Jobs to Be Done (JTBD) is a framework for understanding why customers buy or use a product. Instead of describing customers by demographics or features they request, JTBD describes the progress they are trying to make — the “job” they hire a product to do.
The classic example, from Clayton Christensen, is a fast-food chain studying milkshake sales. The job customers were hiring the milkshake for was making a long, dull morning commute more interesting and keeping them full until lunch. Once that job was visible, the design choices became obvious — make the shake thicker so it lasts longer, sell it from a drive-through so it is fast, and stop competing with breakfast pastries that customers were clearly rejecting for the same role.
The shape of a job statement
When [a situation], I want to [motivation], so I can [expected outcome].
For example: “When I’m leading a kickoff with a new client, I want to align everyone on what we’re building, so I can avoid scope arguments later."
That statement is product-agnostic.
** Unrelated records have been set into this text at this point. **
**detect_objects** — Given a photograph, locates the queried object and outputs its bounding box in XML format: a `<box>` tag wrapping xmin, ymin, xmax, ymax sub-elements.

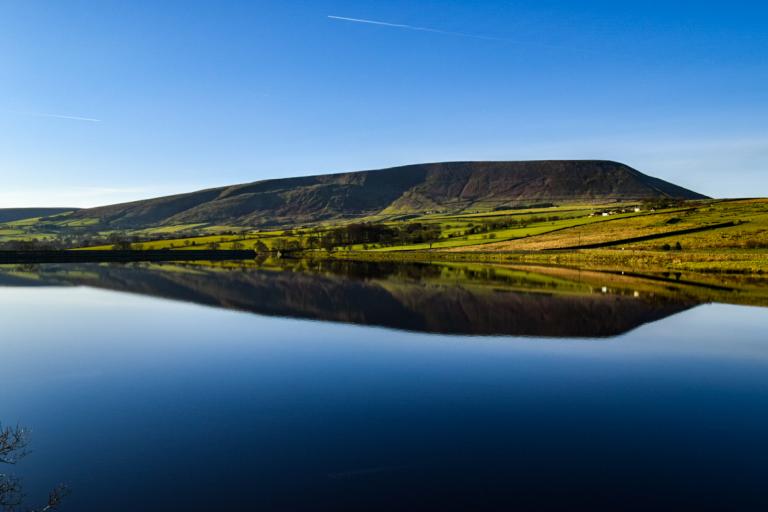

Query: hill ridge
<box><xmin>60</xmin><ymin>160</ymin><xmax>706</xmax><ymax>228</ymax></box>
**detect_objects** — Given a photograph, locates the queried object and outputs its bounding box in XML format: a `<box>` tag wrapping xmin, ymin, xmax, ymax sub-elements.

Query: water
<box><xmin>0</xmin><ymin>264</ymin><xmax>768</xmax><ymax>511</ymax></box>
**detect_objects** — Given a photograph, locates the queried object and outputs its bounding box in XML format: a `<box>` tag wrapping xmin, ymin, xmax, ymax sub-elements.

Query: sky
<box><xmin>0</xmin><ymin>0</ymin><xmax>768</xmax><ymax>207</ymax></box>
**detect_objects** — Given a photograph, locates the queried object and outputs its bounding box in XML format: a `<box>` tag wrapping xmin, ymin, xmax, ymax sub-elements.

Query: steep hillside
<box><xmin>58</xmin><ymin>160</ymin><xmax>704</xmax><ymax>228</ymax></box>
<box><xmin>0</xmin><ymin>208</ymin><xmax>76</xmax><ymax>223</ymax></box>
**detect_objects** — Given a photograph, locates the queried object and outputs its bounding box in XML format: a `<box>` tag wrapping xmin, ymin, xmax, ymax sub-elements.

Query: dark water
<box><xmin>0</xmin><ymin>264</ymin><xmax>768</xmax><ymax>511</ymax></box>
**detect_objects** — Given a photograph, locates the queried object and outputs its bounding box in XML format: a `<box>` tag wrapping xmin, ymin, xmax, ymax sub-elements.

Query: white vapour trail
<box><xmin>28</xmin><ymin>112</ymin><xmax>101</xmax><ymax>123</ymax></box>
<box><xmin>328</xmin><ymin>16</ymin><xmax>509</xmax><ymax>41</ymax></box>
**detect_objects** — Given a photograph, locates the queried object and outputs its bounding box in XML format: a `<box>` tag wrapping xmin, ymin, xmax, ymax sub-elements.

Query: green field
<box><xmin>0</xmin><ymin>199</ymin><xmax>768</xmax><ymax>273</ymax></box>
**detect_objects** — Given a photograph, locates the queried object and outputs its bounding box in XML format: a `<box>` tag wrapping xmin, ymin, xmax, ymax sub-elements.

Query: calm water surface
<box><xmin>0</xmin><ymin>266</ymin><xmax>768</xmax><ymax>511</ymax></box>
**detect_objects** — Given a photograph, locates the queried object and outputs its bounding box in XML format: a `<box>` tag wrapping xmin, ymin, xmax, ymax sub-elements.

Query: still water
<box><xmin>0</xmin><ymin>264</ymin><xmax>768</xmax><ymax>511</ymax></box>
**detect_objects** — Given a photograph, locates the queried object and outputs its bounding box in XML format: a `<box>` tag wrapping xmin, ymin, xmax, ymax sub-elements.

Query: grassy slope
<box><xmin>6</xmin><ymin>199</ymin><xmax>768</xmax><ymax>272</ymax></box>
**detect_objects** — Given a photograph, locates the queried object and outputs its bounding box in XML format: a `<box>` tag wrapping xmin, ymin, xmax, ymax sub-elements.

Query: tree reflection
<box><xmin>0</xmin><ymin>425</ymin><xmax>69</xmax><ymax>512</ymax></box>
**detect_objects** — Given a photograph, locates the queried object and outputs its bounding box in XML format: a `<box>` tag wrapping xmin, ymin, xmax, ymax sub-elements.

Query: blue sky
<box><xmin>0</xmin><ymin>0</ymin><xmax>768</xmax><ymax>207</ymax></box>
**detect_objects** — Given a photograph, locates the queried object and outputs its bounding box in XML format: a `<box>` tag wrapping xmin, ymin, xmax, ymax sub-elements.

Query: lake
<box><xmin>0</xmin><ymin>261</ymin><xmax>768</xmax><ymax>511</ymax></box>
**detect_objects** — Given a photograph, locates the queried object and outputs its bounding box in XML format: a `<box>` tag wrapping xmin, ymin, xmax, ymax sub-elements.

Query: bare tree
<box><xmin>0</xmin><ymin>425</ymin><xmax>69</xmax><ymax>512</ymax></box>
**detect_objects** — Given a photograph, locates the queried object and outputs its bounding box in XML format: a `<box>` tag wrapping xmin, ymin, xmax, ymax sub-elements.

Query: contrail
<box><xmin>27</xmin><ymin>112</ymin><xmax>101</xmax><ymax>123</ymax></box>
<box><xmin>328</xmin><ymin>16</ymin><xmax>510</xmax><ymax>42</ymax></box>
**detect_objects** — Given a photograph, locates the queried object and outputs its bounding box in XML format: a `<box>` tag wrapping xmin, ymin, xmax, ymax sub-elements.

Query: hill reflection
<box><xmin>9</xmin><ymin>261</ymin><xmax>756</xmax><ymax>338</ymax></box>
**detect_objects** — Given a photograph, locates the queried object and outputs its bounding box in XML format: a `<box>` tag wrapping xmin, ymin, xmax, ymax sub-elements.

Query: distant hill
<box><xmin>0</xmin><ymin>208</ymin><xmax>77</xmax><ymax>223</ymax></box>
<box><xmin>58</xmin><ymin>160</ymin><xmax>705</xmax><ymax>228</ymax></box>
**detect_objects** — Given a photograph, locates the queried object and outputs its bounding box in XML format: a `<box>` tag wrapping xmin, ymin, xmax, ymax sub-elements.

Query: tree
<box><xmin>0</xmin><ymin>426</ymin><xmax>69</xmax><ymax>512</ymax></box>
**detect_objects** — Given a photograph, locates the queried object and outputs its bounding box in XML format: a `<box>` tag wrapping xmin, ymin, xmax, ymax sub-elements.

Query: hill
<box><xmin>58</xmin><ymin>160</ymin><xmax>705</xmax><ymax>229</ymax></box>
<box><xmin>0</xmin><ymin>208</ymin><xmax>76</xmax><ymax>223</ymax></box>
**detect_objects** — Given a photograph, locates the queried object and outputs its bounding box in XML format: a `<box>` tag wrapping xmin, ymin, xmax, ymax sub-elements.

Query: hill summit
<box><xmin>63</xmin><ymin>160</ymin><xmax>706</xmax><ymax>228</ymax></box>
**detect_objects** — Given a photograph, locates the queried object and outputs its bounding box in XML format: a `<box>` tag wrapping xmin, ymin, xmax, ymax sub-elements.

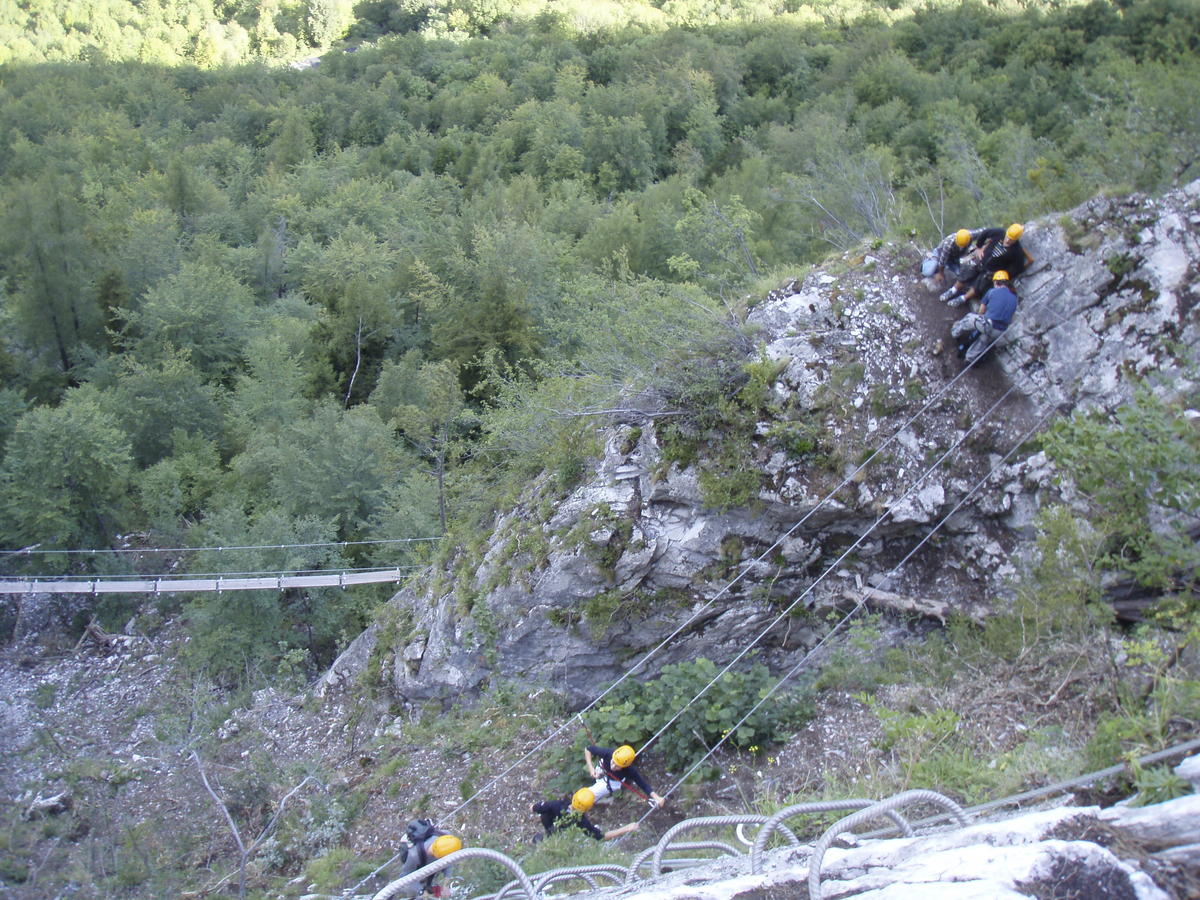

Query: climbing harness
<box><xmin>577</xmin><ymin>713</ymin><xmax>659</xmax><ymax>809</ymax></box>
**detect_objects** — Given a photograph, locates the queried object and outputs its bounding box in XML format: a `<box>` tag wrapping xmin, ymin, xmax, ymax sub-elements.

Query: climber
<box><xmin>583</xmin><ymin>744</ymin><xmax>666</xmax><ymax>809</ymax></box>
<box><xmin>529</xmin><ymin>787</ymin><xmax>637</xmax><ymax>841</ymax></box>
<box><xmin>940</xmin><ymin>222</ymin><xmax>1033</xmax><ymax>306</ymax></box>
<box><xmin>950</xmin><ymin>269</ymin><xmax>1018</xmax><ymax>366</ymax></box>
<box><xmin>400</xmin><ymin>818</ymin><xmax>462</xmax><ymax>896</ymax></box>
<box><xmin>922</xmin><ymin>228</ymin><xmax>986</xmax><ymax>288</ymax></box>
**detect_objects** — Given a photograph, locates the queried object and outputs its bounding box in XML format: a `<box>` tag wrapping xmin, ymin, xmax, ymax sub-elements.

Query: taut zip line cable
<box><xmin>642</xmin><ymin>374</ymin><xmax>1020</xmax><ymax>777</ymax></box>
<box><xmin>344</xmin><ymin>324</ymin><xmax>1041</xmax><ymax>893</ymax></box>
<box><xmin>638</xmin><ymin>396</ymin><xmax>1057</xmax><ymax>821</ymax></box>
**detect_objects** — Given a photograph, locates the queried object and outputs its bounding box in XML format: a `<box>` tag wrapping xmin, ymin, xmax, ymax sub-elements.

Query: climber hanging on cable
<box><xmin>583</xmin><ymin>744</ymin><xmax>666</xmax><ymax>809</ymax></box>
<box><xmin>529</xmin><ymin>787</ymin><xmax>637</xmax><ymax>844</ymax></box>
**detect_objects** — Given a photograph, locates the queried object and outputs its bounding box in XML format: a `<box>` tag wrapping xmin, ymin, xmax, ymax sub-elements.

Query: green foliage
<box><xmin>588</xmin><ymin>658</ymin><xmax>812</xmax><ymax>778</ymax></box>
<box><xmin>1045</xmin><ymin>390</ymin><xmax>1200</xmax><ymax>590</ymax></box>
<box><xmin>1129</xmin><ymin>764</ymin><xmax>1192</xmax><ymax>806</ymax></box>
<box><xmin>0</xmin><ymin>389</ymin><xmax>132</xmax><ymax>564</ymax></box>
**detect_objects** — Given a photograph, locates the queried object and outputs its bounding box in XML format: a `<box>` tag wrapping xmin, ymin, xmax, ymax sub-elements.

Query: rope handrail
<box><xmin>809</xmin><ymin>791</ymin><xmax>971</xmax><ymax>900</ymax></box>
<box><xmin>650</xmin><ymin>815</ymin><xmax>800</xmax><ymax>878</ymax></box>
<box><xmin>0</xmin><ymin>566</ymin><xmax>413</xmax><ymax>594</ymax></box>
<box><xmin>0</xmin><ymin>534</ymin><xmax>444</xmax><ymax>557</ymax></box>
<box><xmin>638</xmin><ymin>398</ymin><xmax>1056</xmax><ymax>821</ymax></box>
<box><xmin>348</xmin><ymin>280</ymin><xmax>1052</xmax><ymax>893</ymax></box>
<box><xmin>750</xmin><ymin>797</ymin><xmax>913</xmax><ymax>875</ymax></box>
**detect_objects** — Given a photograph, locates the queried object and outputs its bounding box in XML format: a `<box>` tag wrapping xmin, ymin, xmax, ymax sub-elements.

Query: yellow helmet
<box><xmin>571</xmin><ymin>787</ymin><xmax>596</xmax><ymax>812</ymax></box>
<box><xmin>430</xmin><ymin>834</ymin><xmax>462</xmax><ymax>859</ymax></box>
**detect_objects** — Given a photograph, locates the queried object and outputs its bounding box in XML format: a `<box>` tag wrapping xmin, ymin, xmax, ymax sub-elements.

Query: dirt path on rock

A whiteboard, a slide deck and a story mapping tool could all be hired for that job — and JTBD asks why someone would hire one over the others.
Why teams use JTBD
- It clarifies competition — your real competitors are everything someone could hire for the same job, not just other products in your category.
- It survives feature changes — jobs are stable even as products evolve.
- It pairs well with personas and customer journeys, providing the motivation that personas and journeys can lack.
- It anchors prioritisation in customer outcomes rather than internal opinion.
Common pitfalls
- Confusing tasks with jobs. “Click the export button” is a task. “Get this plan into the format my client expects” is a job.
- Writing jobs that are really feature requests in disguise — “I want to filter by tag” is not a job; it is a solution.
- Stopping at one job statement when a single product is hired for several different jobs by different segments.